In my role as Senior MLOps Engineer at Best Egg, I led the development of a system we call Model Broker—a centralized orchestration layer for machine learning model inference across the organization. What began as a simple way to unify how downstream services consumed ML predictions evolved into a foundational component of our ML platform. Today, Model Broker enables scalable, low-latency, and feature-aware model execution across a variety of teams and use cases.

This post walks through the evolution of the system, key architectural decisions, and the core features that make it powerful.

From Serverless to Kubernetes-Native: An Architectural Evolution

Initial Serverless Implementation

The first version of Model Broker was built using AWS Step Functions.

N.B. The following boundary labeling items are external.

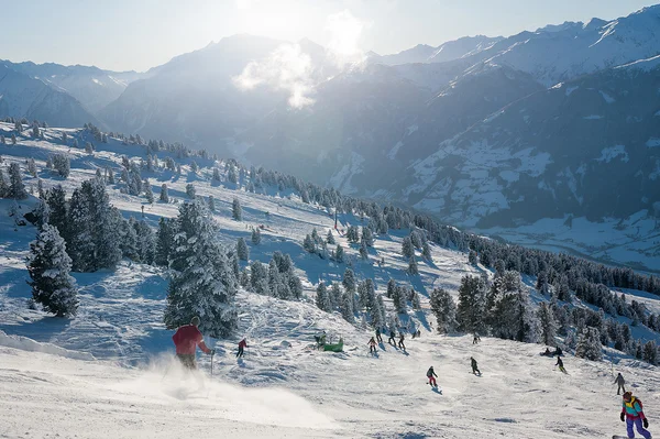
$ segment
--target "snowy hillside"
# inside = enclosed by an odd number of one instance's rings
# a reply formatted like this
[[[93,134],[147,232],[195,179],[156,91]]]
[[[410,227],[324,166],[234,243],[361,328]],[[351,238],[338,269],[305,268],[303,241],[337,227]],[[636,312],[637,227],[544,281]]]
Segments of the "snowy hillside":
[[[0,122],[0,134],[9,138],[13,128]],[[364,248],[366,260],[363,260],[360,245],[348,241],[349,230],[350,227],[364,228],[372,218],[361,218],[364,210],[353,213],[336,207],[339,224],[333,229],[332,209],[316,201],[306,202],[305,198],[311,194],[289,188],[284,177],[274,184],[264,182],[251,191],[258,178],[250,179],[250,172],[239,169],[237,183],[232,183],[232,163],[201,155],[183,156],[184,150],[174,145],[172,150],[166,145],[154,151],[151,146],[112,136],[102,143],[94,138],[91,130],[50,128],[43,131],[43,138],[21,134],[15,145],[0,144],[3,174],[7,175],[10,164],[14,164],[13,168],[18,164],[23,182],[35,194],[41,180],[45,190],[62,185],[70,195],[81,182],[92,178],[97,169],[101,175],[105,169],[124,174],[122,156],[129,162],[141,162],[141,177],[151,182],[156,195],[157,187],[165,184],[169,200],[150,204],[144,194],[129,195],[131,188],[118,176],[116,183],[106,184],[106,190],[124,218],[143,219],[155,229],[161,217],[177,216],[188,198],[188,185],[193,184],[196,195],[205,201],[213,196],[213,219],[219,224],[217,238],[227,248],[233,248],[238,238],[251,242],[251,231],[261,230],[261,242],[249,244],[249,261],[241,262],[241,268],[249,262],[267,263],[275,251],[289,254],[295,274],[301,279],[304,297],[284,300],[241,288],[237,297],[237,331],[223,340],[207,338],[209,345],[217,350],[213,375],[210,358],[205,355],[199,356],[200,376],[184,375],[170,361],[173,331],[163,323],[170,278],[167,270],[124,257],[114,270],[72,273],[80,300],[75,318],[56,318],[30,309],[25,256],[30,254],[36,227],[23,221],[21,216],[32,210],[37,199],[35,196],[18,202],[2,199],[0,378],[3,386],[0,399],[9,404],[0,404],[0,416],[8,437],[176,438],[190,432],[235,438],[454,438],[465,433],[481,438],[503,435],[606,437],[624,431],[618,421],[620,399],[612,384],[613,372],[622,372],[628,386],[644,400],[651,431],[654,431],[654,419],[660,419],[657,366],[613,348],[603,348],[603,362],[578,359],[572,355],[568,338],[557,337],[553,344],[568,344],[564,356],[568,374],[562,374],[553,369],[556,359],[538,354],[544,349],[542,344],[502,340],[484,333],[482,342],[473,344],[470,334],[437,333],[438,325],[429,300],[435,288],[444,288],[458,300],[465,275],[484,273],[491,279],[495,276],[483,263],[470,261],[476,257],[474,251],[469,255],[468,248],[458,249],[455,242],[461,242],[462,235],[455,229],[448,228],[454,233],[452,239],[447,239],[443,229],[437,241],[429,240],[430,259],[418,256],[420,252],[413,249],[419,272],[414,274],[409,260],[402,254],[403,243],[415,238],[410,229],[392,228],[375,233],[373,246]],[[78,147],[72,146],[73,139]],[[82,146],[87,142],[94,143],[96,151],[86,152]],[[152,153],[151,158],[147,151]],[[48,158],[56,153],[70,161],[70,174],[66,178],[46,167]],[[153,164],[154,156],[158,164]],[[176,157],[174,169],[168,168],[168,156]],[[34,160],[36,177],[29,173],[30,158]],[[152,171],[147,168],[150,161]],[[176,171],[177,166],[180,172]],[[267,176],[258,175],[260,178]],[[234,199],[242,206],[240,221],[232,218]],[[392,213],[396,220],[394,209]],[[420,223],[422,220],[421,217],[416,219]],[[312,254],[304,248],[304,238],[314,228],[322,237],[331,231],[345,250],[344,262],[332,261],[328,255],[321,259],[321,251]],[[488,246],[488,241],[473,237],[470,246],[477,250],[484,263],[486,259],[496,257],[491,252],[505,251]],[[528,256],[525,252],[516,250],[515,255],[518,265],[510,253],[506,268],[518,266],[520,271],[534,271],[534,267],[519,266],[520,257]],[[550,254],[544,257],[557,264],[558,271],[563,270],[560,260],[552,261]],[[527,264],[530,260],[525,261]],[[584,262],[561,261],[573,265],[568,275],[552,281],[552,286],[540,282],[541,287],[536,290],[536,276],[522,275],[525,290],[531,290],[530,304],[526,306],[536,310],[538,304],[549,301],[549,296],[541,294],[548,288],[554,292],[554,300],[559,298],[561,305],[564,294],[578,295],[576,290],[568,293],[569,284],[576,282],[575,276],[598,270]],[[362,320],[366,314],[356,311],[355,322],[350,323],[340,312],[326,312],[317,307],[318,284],[340,282],[349,264],[359,281],[373,279],[376,294],[383,295],[386,312],[399,319],[402,332],[420,330],[420,338],[406,337],[406,350],[385,342],[371,355],[366,343],[373,331],[366,320]],[[548,273],[551,275],[553,270]],[[639,284],[640,288],[658,287],[657,279],[636,277],[631,271],[605,273],[623,276],[628,284]],[[404,299],[406,312],[396,314],[395,299],[385,297],[391,278],[419,294],[419,309],[408,306]],[[562,292],[564,285],[566,292]],[[575,289],[585,285],[578,283]],[[615,332],[616,341],[612,344],[623,342],[618,331],[624,328],[628,328],[631,338],[630,342],[625,341],[629,350],[635,350],[636,339],[649,345],[660,340],[657,332],[660,328],[651,329],[660,326],[658,296],[626,288],[626,301],[619,288],[613,288],[614,293],[605,289],[602,306],[607,312],[615,312],[613,307],[618,307],[617,312],[620,312],[604,315],[610,320],[607,331]],[[586,299],[587,296],[584,299],[575,296],[572,304],[560,308],[570,310],[575,321],[593,319],[598,315],[594,312],[597,307]],[[635,301],[638,303],[635,309],[639,310],[635,316],[639,321],[634,323],[629,306]],[[581,325],[585,325],[584,320]],[[570,326],[569,333],[574,333],[573,325]],[[602,329],[605,334],[605,326]],[[315,349],[314,337],[323,330],[330,341],[343,339],[343,352]],[[237,360],[235,345],[243,337],[248,338],[249,348],[245,358]],[[481,375],[471,373],[471,356],[477,360]],[[426,384],[425,373],[430,365],[439,375],[439,391]],[[53,407],[62,407],[62,410]]]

This serverless design offered several early benefits:

Automatic scaling based on request volume
Pay-per-use cost structure, making it financially efficient for lower-volume models
Tight integration with AWS services, streamlining our early workflows

But as we scaled up, the limitations became too significant to ignore:

Cold start latency was unacceptable for real-time applications
State management within Step Functions became complex and brittle
Execution environment control was minimal, limiting optimization and monitoring

We needed something more performant and flexible—without giving up the abstraction benefits Model Broker provided.

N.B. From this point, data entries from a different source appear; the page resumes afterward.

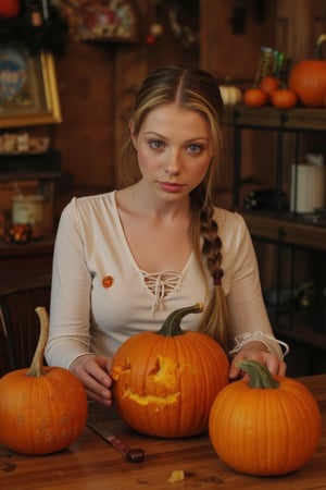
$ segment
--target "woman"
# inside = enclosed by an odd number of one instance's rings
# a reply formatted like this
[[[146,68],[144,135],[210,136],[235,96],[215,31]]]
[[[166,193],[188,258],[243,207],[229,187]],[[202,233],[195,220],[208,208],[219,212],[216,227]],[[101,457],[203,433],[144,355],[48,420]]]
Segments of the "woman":
[[[111,404],[111,358],[122,342],[197,302],[204,311],[183,328],[224,346],[230,379],[242,358],[286,371],[249,231],[238,213],[213,206],[222,115],[209,73],[155,70],[129,121],[122,188],[74,198],[63,210],[46,355],[79,378],[89,400]]]

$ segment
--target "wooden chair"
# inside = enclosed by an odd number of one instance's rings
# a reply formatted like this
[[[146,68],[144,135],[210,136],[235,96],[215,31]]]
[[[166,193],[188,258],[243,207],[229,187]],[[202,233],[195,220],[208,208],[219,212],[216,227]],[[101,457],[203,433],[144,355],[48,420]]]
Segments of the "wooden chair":
[[[49,311],[51,272],[30,270],[0,274],[0,330],[8,356],[8,369],[30,365],[39,336],[35,308]],[[3,369],[3,367],[2,367]]]

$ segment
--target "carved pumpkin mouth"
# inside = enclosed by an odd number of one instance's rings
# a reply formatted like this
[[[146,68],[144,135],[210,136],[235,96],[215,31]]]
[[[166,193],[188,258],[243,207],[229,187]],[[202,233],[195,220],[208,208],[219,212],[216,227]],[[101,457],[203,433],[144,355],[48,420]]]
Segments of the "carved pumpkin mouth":
[[[135,369],[137,370],[137,367]],[[133,387],[133,366],[129,360],[115,365],[111,376],[114,381],[120,378],[122,383],[125,381],[122,389],[124,400],[129,399],[139,405],[155,404],[163,407],[176,403],[181,396],[180,376],[185,370],[193,375],[198,368],[179,365],[172,357],[158,355],[154,366],[148,369],[141,390],[135,390]]]

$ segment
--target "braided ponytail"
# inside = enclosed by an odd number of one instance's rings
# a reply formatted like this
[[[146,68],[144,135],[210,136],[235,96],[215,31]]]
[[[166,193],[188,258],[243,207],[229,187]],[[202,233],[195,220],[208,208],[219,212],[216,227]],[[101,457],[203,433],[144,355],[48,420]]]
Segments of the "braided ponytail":
[[[201,193],[193,193],[192,211],[193,218],[191,222],[192,242],[195,244],[195,254],[202,267],[202,273],[205,277],[205,268],[202,262],[202,255],[206,258],[206,268],[212,278],[214,289],[209,297],[205,306],[199,330],[208,333],[216,339],[227,352],[231,345],[230,338],[230,319],[228,306],[224,290],[222,287],[222,278],[224,271],[222,269],[222,241],[218,236],[218,226],[213,219],[214,208],[211,203],[201,203]],[[197,208],[197,212],[196,212]],[[202,237],[202,247],[200,249],[200,240],[198,231]],[[196,245],[197,244],[197,245]],[[206,285],[206,296],[209,295],[209,284]]]

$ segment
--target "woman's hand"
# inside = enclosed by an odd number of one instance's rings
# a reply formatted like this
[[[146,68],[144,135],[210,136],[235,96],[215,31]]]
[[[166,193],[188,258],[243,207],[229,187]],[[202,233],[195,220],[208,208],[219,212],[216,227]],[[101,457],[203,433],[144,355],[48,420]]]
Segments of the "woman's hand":
[[[253,359],[261,363],[274,376],[286,375],[287,365],[284,360],[280,360],[275,354],[267,352],[266,346],[262,342],[249,342],[235,355],[230,364],[228,377],[231,380],[241,377],[242,373],[238,368],[238,364],[243,359]]]
[[[86,354],[77,357],[70,370],[84,385],[88,400],[110,406],[112,404],[110,368],[109,357]]]

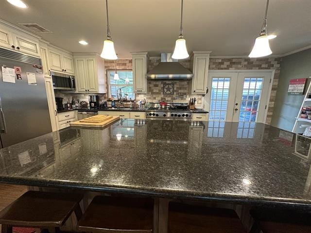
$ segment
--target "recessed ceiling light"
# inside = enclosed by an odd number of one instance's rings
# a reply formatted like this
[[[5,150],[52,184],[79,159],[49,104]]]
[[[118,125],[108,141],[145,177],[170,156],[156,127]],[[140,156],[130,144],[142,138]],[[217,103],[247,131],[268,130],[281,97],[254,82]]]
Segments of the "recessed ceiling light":
[[[21,0],[6,0],[12,5],[14,5],[17,7],[20,7],[21,8],[26,8],[27,6]]]
[[[87,45],[88,44],[88,43],[85,40],[80,40],[79,43],[83,45]]]

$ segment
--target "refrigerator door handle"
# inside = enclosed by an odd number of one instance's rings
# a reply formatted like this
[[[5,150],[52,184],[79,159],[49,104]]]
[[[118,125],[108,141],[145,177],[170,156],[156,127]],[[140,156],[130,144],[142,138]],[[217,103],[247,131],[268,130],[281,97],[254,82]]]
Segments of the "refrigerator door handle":
[[[4,119],[4,114],[2,110],[2,107],[0,106],[0,133],[6,133],[6,126],[5,125],[5,120]]]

Kubernetes-Native Redesign

The second iteration of Model Broker was a complete architectural overhaul. We transitioned to a Kubernetes-native implementation, which addressed our key limitations and unlocked new capabilities:

Persistent services eliminated cold starts and dramatically reduced latency
Better resource control allowed for smarter utilization and tuning
Native observability improved debugging, metrics, and alerting
Seamless integration with Kubernetes-native tools and operators

This shift brought us closer to a platform model, where deploying, updating, and monitoring models became far more reliable and repeatable.

Core Features of Model Broker

Intelligent Model Routing

Model Broker intelligently routes inference requests to the correct model version based on the request path and metadata:

Dynamic version selection ensures the right model is used per request context
Multiple versions of the same model can coexist
Custom routing logic supports rollout strategies, A/B testing, and shadow deployment

This routing layer abstracts away the complexity of model versioning from the consumer entirely.

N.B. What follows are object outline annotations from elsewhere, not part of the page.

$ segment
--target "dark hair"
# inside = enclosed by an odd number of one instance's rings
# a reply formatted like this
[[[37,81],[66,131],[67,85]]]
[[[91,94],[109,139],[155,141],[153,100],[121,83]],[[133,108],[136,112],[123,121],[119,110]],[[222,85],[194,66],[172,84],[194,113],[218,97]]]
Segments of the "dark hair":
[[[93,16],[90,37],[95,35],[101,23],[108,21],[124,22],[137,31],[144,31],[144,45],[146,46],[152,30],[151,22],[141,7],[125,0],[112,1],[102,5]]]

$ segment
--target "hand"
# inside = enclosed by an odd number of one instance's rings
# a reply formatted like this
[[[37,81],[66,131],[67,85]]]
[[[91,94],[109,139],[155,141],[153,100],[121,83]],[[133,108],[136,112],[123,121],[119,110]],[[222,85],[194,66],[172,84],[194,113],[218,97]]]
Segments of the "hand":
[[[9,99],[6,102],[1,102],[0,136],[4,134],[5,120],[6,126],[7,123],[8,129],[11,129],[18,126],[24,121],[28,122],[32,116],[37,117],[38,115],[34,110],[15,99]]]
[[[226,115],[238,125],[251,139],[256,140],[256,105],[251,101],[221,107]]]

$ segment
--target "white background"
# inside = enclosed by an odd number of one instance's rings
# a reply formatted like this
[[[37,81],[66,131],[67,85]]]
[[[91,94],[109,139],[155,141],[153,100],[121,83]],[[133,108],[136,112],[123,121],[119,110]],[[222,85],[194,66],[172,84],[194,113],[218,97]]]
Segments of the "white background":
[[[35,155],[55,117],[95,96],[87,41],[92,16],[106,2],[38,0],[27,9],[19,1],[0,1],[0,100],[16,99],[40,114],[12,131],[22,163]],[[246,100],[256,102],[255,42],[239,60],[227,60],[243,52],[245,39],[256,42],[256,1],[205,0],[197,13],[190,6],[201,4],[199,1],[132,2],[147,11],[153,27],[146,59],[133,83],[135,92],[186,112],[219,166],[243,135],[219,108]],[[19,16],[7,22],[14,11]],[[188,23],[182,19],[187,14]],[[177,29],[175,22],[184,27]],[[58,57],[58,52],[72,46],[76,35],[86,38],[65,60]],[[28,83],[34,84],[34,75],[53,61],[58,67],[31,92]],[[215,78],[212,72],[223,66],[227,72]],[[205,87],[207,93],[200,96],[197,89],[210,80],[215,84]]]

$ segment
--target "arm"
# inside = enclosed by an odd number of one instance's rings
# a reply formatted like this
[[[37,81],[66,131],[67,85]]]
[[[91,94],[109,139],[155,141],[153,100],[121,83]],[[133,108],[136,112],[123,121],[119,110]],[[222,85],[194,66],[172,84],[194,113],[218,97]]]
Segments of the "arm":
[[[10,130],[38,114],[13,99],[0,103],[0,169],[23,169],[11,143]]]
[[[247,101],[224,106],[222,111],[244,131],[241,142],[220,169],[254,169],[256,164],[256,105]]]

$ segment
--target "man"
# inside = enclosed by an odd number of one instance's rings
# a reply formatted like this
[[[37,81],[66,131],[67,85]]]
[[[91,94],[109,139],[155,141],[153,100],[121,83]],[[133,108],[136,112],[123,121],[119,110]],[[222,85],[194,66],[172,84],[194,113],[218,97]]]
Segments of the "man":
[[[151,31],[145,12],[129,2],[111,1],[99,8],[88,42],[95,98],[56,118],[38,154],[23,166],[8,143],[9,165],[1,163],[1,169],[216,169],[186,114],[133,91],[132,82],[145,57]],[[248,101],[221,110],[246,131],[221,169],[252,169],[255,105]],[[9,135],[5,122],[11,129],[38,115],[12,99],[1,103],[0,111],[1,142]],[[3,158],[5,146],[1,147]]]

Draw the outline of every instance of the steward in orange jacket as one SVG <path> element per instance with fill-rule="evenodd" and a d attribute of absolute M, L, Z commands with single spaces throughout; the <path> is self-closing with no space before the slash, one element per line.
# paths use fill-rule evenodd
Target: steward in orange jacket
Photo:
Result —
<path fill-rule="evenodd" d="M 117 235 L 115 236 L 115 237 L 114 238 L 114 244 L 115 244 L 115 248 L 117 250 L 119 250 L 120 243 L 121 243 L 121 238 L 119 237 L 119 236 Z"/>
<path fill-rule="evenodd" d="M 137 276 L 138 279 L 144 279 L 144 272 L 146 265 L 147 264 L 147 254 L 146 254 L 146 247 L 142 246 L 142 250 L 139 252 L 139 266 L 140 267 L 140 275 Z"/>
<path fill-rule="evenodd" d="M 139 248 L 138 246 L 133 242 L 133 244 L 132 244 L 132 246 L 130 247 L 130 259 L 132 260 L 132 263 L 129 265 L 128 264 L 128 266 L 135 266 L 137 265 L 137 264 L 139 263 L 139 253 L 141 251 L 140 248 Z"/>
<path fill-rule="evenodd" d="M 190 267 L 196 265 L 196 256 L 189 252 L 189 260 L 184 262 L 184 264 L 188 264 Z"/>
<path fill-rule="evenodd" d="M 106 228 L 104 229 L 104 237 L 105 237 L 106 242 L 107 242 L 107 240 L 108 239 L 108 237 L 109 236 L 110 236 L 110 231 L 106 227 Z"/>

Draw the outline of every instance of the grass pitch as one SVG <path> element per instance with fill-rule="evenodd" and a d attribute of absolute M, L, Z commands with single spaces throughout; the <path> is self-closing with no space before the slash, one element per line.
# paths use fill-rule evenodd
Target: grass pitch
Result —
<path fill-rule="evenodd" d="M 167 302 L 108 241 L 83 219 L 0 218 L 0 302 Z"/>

Feature Management and Abstraction

One of Model Broker’s most transformative capabilities is decoupling feature engineering from consuming services.

Consumers send basic input data (e.g., customer ID, loan ID)
Model Broker fetches and computes all required features for the specific model being invoked
Models can evolve independently of downstream services

Thanks to integration with our internal Feature Platform, features are dynamically computed, cached, and retrieved as needed. This design dramatically reduces coordination costs between data scientists and application teams.

The result?

Consumers don’t need to know what features the model requires
Models can be retrained, redeployed, or updated with new features—no consumer code changes necessary

Parallel Model Execution

In many use cases, a single request may trigger predictions from multiple models. Model Broker supports:

Concurrent execution across models
Aggregated responses returned in a unified payload
Optimized resource scheduling to avoid contention and maximize throughput

This is especially useful in decisioning systems that rely on ensemble or multi-model outputs.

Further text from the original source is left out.